The homeowners earlier complained to the National Credit Regulator that their homes were fully paid up. They did not intend to sell their homes, but they simply needed cash and understood that their homes would serve as security for the cash. Next thing they knew, they were without their properties, they said.

The credit regulator initiated an investigation into the conduct of the appellant, Loans Acceptable Funding (Pty) Ltd., and found that it had been acting as an agent for the Cornelis Family Trust, of which the appellants are the trustees.

During its investigation, the regulator, in assessing the Trust’s business model concerning the complaint, found that the Trust would purchase an immovable property from third-party sellers and simultaneously conclude a lease with the seller at a monthly rental.

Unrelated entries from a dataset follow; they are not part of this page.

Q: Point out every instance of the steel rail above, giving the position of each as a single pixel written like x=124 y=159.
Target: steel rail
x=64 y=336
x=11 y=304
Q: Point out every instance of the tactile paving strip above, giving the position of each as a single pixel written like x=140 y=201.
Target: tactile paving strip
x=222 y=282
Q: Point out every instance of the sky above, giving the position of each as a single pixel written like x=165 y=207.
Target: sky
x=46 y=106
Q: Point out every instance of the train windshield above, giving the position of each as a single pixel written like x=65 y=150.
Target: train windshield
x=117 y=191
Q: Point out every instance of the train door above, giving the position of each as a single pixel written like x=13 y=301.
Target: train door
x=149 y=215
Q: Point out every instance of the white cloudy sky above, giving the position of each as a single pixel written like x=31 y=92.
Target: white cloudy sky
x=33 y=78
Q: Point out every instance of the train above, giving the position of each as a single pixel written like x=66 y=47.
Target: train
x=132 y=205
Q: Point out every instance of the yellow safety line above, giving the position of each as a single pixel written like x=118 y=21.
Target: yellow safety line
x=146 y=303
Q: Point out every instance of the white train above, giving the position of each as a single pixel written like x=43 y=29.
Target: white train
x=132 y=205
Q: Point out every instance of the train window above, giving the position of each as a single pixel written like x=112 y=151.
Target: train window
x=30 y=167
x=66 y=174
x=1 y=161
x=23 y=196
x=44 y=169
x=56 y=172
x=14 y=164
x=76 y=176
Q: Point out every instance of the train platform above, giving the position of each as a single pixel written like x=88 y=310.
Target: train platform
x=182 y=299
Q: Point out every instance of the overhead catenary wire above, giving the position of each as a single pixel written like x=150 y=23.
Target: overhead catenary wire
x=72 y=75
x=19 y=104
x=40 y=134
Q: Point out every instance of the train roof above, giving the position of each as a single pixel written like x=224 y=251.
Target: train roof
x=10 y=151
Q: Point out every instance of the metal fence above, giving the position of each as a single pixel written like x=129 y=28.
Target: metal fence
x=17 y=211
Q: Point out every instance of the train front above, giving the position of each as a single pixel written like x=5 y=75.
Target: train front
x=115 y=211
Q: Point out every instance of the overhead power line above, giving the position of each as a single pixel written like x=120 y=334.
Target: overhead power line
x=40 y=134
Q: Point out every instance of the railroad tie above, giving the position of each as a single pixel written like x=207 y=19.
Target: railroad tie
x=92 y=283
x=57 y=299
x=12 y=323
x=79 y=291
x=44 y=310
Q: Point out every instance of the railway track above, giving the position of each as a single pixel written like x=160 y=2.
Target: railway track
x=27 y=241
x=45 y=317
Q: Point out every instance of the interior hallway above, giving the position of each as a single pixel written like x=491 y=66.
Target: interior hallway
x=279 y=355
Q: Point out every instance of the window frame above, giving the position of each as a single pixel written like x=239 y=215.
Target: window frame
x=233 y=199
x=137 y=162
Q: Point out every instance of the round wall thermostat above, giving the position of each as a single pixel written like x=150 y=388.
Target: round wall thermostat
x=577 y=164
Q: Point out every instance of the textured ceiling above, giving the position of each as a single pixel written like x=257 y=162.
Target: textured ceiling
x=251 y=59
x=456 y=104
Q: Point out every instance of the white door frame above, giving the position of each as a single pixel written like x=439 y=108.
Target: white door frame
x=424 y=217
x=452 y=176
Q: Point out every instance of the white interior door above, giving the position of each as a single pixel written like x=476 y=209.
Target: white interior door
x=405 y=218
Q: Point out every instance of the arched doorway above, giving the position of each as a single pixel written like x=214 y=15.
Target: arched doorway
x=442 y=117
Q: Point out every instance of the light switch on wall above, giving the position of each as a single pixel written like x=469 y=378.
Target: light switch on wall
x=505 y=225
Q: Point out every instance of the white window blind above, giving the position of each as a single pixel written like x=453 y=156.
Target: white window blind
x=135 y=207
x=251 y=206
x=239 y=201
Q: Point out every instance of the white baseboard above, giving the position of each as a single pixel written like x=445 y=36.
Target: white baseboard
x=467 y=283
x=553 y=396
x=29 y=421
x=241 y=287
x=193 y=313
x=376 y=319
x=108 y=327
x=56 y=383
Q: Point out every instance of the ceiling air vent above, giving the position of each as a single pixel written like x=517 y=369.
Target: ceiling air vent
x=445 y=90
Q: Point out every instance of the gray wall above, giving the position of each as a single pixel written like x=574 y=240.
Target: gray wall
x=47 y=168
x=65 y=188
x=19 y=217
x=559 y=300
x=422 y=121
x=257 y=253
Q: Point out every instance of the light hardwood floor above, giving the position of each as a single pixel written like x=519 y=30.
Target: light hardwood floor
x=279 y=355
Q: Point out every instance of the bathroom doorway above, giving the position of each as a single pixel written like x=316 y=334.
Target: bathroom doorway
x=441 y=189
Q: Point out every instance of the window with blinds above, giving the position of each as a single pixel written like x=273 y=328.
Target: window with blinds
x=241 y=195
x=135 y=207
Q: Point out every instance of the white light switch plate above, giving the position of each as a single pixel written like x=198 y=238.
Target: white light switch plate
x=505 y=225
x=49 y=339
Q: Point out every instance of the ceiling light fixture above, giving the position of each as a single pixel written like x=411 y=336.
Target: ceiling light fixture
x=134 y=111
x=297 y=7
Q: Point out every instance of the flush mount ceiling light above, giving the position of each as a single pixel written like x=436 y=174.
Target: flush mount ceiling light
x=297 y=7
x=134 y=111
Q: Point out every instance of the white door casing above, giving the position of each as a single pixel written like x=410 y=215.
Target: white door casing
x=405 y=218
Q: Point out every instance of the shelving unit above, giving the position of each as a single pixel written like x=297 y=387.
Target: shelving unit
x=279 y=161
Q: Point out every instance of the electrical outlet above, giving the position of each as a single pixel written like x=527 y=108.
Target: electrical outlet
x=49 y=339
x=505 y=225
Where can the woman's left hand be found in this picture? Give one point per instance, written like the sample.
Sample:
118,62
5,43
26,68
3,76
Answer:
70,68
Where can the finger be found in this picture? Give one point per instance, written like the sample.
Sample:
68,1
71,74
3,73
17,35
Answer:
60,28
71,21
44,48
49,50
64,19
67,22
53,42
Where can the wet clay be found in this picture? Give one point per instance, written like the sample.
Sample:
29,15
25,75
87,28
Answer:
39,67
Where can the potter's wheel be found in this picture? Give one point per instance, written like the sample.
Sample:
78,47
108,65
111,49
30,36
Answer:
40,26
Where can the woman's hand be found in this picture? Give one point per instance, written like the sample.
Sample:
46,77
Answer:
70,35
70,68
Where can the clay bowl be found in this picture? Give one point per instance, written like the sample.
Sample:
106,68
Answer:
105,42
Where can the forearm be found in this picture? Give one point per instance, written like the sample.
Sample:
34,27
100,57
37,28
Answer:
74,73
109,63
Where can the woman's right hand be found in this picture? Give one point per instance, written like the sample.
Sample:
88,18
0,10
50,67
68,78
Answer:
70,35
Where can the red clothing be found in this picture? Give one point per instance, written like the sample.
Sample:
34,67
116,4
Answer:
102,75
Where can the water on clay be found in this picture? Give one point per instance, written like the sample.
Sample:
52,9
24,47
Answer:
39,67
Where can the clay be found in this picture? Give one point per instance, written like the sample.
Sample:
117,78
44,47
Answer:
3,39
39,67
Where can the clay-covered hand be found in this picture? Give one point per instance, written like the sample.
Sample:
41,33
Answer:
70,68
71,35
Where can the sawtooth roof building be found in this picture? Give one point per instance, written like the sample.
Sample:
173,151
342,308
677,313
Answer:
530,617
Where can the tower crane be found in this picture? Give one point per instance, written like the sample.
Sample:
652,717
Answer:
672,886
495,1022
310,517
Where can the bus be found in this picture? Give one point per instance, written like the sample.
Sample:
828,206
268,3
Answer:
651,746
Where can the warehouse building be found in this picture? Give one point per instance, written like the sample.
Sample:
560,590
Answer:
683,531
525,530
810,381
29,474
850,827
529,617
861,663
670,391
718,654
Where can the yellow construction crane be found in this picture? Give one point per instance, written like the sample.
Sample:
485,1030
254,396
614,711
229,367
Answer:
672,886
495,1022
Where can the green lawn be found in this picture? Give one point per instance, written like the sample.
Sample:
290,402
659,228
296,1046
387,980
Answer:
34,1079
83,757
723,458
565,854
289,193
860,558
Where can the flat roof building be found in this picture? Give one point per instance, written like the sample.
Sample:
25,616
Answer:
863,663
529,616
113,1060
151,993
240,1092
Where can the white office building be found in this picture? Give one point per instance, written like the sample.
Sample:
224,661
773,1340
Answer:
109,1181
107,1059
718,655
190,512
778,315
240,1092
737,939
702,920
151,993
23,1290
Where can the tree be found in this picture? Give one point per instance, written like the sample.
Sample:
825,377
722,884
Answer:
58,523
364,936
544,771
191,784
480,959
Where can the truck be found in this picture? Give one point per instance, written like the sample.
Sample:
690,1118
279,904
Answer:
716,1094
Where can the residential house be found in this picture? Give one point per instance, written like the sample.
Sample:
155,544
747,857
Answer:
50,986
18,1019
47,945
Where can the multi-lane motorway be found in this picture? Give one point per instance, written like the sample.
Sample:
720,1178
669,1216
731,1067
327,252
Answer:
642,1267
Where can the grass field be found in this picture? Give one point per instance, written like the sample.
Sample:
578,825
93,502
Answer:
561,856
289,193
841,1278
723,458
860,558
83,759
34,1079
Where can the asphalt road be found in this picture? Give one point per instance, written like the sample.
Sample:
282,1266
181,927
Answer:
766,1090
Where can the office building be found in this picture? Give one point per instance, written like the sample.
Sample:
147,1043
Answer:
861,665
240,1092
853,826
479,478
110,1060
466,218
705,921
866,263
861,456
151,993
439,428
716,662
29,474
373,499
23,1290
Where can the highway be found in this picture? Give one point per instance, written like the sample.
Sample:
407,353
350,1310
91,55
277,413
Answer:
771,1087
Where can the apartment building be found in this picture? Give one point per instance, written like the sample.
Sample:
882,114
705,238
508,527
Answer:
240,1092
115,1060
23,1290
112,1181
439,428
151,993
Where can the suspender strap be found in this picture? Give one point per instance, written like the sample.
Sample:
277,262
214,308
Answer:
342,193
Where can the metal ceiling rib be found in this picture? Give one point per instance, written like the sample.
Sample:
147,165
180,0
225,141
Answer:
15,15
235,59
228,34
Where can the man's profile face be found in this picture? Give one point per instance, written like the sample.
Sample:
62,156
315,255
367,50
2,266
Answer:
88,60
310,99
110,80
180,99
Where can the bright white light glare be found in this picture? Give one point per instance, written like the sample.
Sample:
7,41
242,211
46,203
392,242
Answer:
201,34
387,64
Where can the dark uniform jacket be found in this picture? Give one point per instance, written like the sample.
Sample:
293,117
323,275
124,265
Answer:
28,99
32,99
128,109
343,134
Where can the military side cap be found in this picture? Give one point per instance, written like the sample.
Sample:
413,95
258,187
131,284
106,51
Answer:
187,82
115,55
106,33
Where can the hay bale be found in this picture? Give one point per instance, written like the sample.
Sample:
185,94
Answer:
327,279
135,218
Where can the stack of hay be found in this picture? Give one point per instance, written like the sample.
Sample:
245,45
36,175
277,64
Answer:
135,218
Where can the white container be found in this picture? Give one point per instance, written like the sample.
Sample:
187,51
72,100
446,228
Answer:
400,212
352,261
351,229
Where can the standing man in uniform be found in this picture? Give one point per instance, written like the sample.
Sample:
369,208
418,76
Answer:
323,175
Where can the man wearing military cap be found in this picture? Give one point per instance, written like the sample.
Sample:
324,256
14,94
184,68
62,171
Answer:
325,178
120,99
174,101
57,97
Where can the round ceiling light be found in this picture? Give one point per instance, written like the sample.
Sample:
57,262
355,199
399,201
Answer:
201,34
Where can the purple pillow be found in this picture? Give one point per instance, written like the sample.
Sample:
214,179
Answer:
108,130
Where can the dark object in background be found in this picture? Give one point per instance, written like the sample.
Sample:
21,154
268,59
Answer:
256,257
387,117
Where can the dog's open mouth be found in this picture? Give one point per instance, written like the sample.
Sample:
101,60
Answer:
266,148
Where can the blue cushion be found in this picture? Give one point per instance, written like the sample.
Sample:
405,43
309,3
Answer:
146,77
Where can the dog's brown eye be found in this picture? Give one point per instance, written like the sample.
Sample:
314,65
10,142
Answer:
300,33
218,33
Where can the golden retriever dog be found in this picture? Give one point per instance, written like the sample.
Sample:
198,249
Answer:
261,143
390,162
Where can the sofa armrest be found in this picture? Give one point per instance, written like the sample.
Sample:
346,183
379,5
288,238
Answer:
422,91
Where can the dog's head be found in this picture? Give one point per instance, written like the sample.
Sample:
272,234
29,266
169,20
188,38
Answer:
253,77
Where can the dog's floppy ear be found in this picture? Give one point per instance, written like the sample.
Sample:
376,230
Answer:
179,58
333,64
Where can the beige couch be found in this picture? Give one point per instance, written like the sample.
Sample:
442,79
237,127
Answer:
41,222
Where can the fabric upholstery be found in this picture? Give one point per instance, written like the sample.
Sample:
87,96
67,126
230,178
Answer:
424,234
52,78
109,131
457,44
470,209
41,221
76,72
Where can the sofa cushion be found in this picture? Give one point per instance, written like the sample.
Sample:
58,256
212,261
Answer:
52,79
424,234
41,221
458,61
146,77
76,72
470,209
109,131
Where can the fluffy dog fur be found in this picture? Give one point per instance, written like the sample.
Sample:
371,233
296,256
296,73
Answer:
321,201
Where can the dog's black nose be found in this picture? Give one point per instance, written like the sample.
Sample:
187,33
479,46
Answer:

The lease agreement provided the seller with an option to repurchase the property from the Trust, subject to the monthly rental being timeously paid. In terms of the agreement, they had the option to repurchase the properties within a year from the date of the sale and lease agreements.

The two complainants' first applications for loans were refused by LAF, which then referred them to the Trust for an alternative solution. After negotiations with the Trust, the sale and lease agreements were concluded.

The regulator approached the National Consumer Tribunal after it received the complaints and contended that the agreements were credit agreements as defined in the National Credit Act (NCA) and that the Trust was not registered as a credit provider.

The tribunal found that the transactions constituted unlawful credit agreements. The Trust subsequently launched an appeal to the Gauteng High Court, Pretoria, which confirmed the findings of the tribunal.

The Trust now turned to the SCA in a bid to have the ruling overturned.

The SCA found that a review of the disputed transactions showed that they did not create, reflect, or suggest any legal obligation for the individuals to repay the property's purchase price to the Trust.

Instead, the transactions merely granted an option to purchase the property, which could be exercised by the individual if certain conditions are met.

Accordingly, the court found that there was no basis to conclude that any of the disputed transactions, on the face of it, were simulated and qualified as credit agreements as defined in the NCA.

In dealing with the issue of whether the transactions were disguised agreements, which were concluded on such terms to avoid the provisions of the NCA, the SCA found that there is nothing impermissible about arranging one’s affairs to evade the provisions of the NCA.

The SCA further held that for the court to determine the real intention of the parties and whether an agreement is simulated, it must first be satisfied that there was some unexpressed or tacit agreement between the parties, which was not reflected in the agreement.

In the case of a simulated agreement, such as that contended for by the regulator in the present matter, the parties to the transactions must both have agreed that their transaction is in reality a loan agreement and that they will disguise their transaction, to appear to be a sale and leaseback agreement, the SCA found.

It held that the regulator had failed to show that the agreements were disguised credit agreements and it, therefore, upheld the appeal.